Genetic tests performed during pregnancy can show your chances of having a child with a disease or some other problem carried in your genes. All women are offered the following tests during pregnancy, but whether you choose to have the test done is a personal choice. To learn more about prenatal screening tests, watch this video. To schedule an appointment with a genetic counselor, ask your doctor or nurse midwife for a referral to Genetic Counseling.

  • Amniocentesis: Baby's chromosomes can be studied in samples of amniotic fluid. When needed, this is typically done between 15 and 18 weeks. You will have complete genetic counseling before amniocentesis. Not all pregnant women need this test.
  • Cell-free DNA Screening: This blood test is an advanced screening tool for chromosome conditions that is more accurate than other screening options. Some insurance companies will not cover the cell free DNA test unless there is a high risk for a chromosome abnormality. This test can be done starting at the 10th week of pregnancy. It can identify Down syndrome, trisomy 13, and trisomy 18, as well as abnormalities with the sex chromosomes. If a higher risk is identified, a diagnostic test can be performed to confirm or rule out a chromosome condition. There is no risk to the pregnancy with this test.
  • Chorionic Villus Sampling: This test is also used to study baby chromosomes before birth. Tiny amounts of placenta are removed between weeks 9 and 13. If you need this test, you will be referred to a center that does this procedure.
  • Cystic Fibrosis Carrier Testing: You can choose to be tested to see if your baby has an increased chance of having cystic fibrosis (CF).
  • Expanded Carrier Screening: This test determines whether the mother and/or father is a carrier of any recessive gene mutations. Recessive means that a mutation must be present on both versions of a gene (one inherited from the mother and one from the father) for a child to have the disorder. Being a carrier means that one version of a gene has a mutation and the other version does not. Carriers are usually healthy and unaware that they are carriers. If both parents are carriers of a recessive condition, then each pregnancy has a 1 in 4 chance of being affected by the condition. This testing typically starts by drawing blood on the mother, then testing the father only if the mother is found to be a carrier.

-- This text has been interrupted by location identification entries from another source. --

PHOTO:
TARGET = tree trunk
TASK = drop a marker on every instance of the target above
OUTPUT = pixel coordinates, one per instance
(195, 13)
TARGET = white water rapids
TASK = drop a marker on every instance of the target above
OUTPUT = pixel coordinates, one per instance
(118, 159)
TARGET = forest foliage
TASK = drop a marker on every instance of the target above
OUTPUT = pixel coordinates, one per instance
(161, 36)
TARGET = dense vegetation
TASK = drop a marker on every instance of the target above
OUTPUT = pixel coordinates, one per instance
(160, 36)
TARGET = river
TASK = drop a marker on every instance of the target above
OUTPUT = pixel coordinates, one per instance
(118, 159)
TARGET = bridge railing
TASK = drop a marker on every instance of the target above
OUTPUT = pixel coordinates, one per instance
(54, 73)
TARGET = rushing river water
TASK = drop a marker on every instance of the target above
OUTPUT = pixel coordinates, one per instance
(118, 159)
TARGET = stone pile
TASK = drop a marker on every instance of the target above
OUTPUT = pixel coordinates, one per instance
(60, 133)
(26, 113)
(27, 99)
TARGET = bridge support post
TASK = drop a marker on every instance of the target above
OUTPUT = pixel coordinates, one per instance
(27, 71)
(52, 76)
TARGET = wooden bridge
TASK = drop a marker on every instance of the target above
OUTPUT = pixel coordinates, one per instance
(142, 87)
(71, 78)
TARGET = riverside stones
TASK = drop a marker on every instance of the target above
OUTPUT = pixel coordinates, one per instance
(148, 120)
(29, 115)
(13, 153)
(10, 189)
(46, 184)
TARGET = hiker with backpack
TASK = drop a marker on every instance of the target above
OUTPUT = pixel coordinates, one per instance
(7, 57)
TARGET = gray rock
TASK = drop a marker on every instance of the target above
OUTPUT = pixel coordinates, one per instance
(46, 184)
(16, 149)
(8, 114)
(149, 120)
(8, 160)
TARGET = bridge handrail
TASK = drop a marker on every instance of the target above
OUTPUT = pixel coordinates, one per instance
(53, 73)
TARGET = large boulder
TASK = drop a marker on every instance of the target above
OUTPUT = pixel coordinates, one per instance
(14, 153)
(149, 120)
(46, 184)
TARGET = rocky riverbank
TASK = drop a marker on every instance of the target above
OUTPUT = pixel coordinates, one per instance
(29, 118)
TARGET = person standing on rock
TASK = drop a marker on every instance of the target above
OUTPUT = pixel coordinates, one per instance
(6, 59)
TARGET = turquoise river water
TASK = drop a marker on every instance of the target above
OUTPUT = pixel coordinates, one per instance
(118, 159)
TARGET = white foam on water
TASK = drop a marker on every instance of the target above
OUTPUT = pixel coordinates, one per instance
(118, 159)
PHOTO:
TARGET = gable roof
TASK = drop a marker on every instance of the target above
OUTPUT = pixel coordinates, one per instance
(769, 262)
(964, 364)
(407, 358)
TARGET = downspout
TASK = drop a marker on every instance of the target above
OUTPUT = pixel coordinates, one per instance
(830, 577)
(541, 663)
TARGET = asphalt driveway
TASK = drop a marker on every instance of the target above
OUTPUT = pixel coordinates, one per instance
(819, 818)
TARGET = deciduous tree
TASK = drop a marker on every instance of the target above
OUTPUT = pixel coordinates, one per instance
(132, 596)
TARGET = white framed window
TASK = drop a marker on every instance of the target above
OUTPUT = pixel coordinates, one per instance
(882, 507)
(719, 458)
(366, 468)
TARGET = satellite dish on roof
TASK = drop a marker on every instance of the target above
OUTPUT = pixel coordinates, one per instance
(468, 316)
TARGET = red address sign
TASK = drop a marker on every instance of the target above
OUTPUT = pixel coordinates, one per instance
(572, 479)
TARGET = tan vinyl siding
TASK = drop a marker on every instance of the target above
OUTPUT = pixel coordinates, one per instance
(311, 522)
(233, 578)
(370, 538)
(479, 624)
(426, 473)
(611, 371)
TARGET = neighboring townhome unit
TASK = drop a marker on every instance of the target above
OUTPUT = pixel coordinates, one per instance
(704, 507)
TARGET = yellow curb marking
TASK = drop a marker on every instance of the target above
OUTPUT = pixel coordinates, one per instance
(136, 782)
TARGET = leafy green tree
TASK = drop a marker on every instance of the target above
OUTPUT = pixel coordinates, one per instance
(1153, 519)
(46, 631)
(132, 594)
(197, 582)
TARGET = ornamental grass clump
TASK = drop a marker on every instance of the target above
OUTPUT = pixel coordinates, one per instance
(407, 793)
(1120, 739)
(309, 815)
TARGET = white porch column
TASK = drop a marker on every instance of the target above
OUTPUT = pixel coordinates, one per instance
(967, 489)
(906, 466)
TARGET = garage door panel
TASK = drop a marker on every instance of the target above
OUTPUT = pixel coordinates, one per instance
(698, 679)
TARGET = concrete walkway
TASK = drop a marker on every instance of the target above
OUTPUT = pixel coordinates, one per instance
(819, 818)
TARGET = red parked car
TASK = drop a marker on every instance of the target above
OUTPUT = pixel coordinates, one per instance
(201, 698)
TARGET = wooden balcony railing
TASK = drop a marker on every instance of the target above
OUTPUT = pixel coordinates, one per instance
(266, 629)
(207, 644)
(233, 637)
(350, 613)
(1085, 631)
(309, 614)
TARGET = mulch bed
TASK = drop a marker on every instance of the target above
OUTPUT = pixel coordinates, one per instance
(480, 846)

  • Family History Risk Assessment: Questions are asked about health history of immediate family and extended relatives to find if a family history of health problems might increase a baby's chances of being affected by a genetic condition or birth defect.
  • First Trimester Screening: This screening tells you your chances of having a baby with Down syndrome, Trisomy 18 or Trisomy 13 using information from an ultrasound measurement and a blood sample taken from a finger poke. The blood test needs to be done between 9 weeks gestation and 13 weeks 6 days gestation. The ultrasound is a measurement of an area on the back of the baby's neck. It is done between 11 weeks gestation and 13 weeks 6 days gestation. This is the most commonly performed screening process for Down syndrome, Trisomy 18 and Trisomy 13. 
  • Maternal Serum Screening: Sometime during your fourth month, you can choose to have Maternal Serum Screening performed. This blood test can tell you if there is an increased chance your baby may have Down syndrome or spina bifida. This test does not need to be done if you have had the first trimester screen.
  • Ultrasound: Using ultrasound to make an image of the baby, placenta and uterus has become widespread. At Gundersen, we perform this service in Obstetrics. A routine ultrasound is done at about 20 weeks to provide a detailed examination of your baby to evaluate for the presence of birth defects. Not all birth defects are detected by ultrasound. Ultrasounds may also be done earlier in your pregnancy to confirm dating or with some screening tests.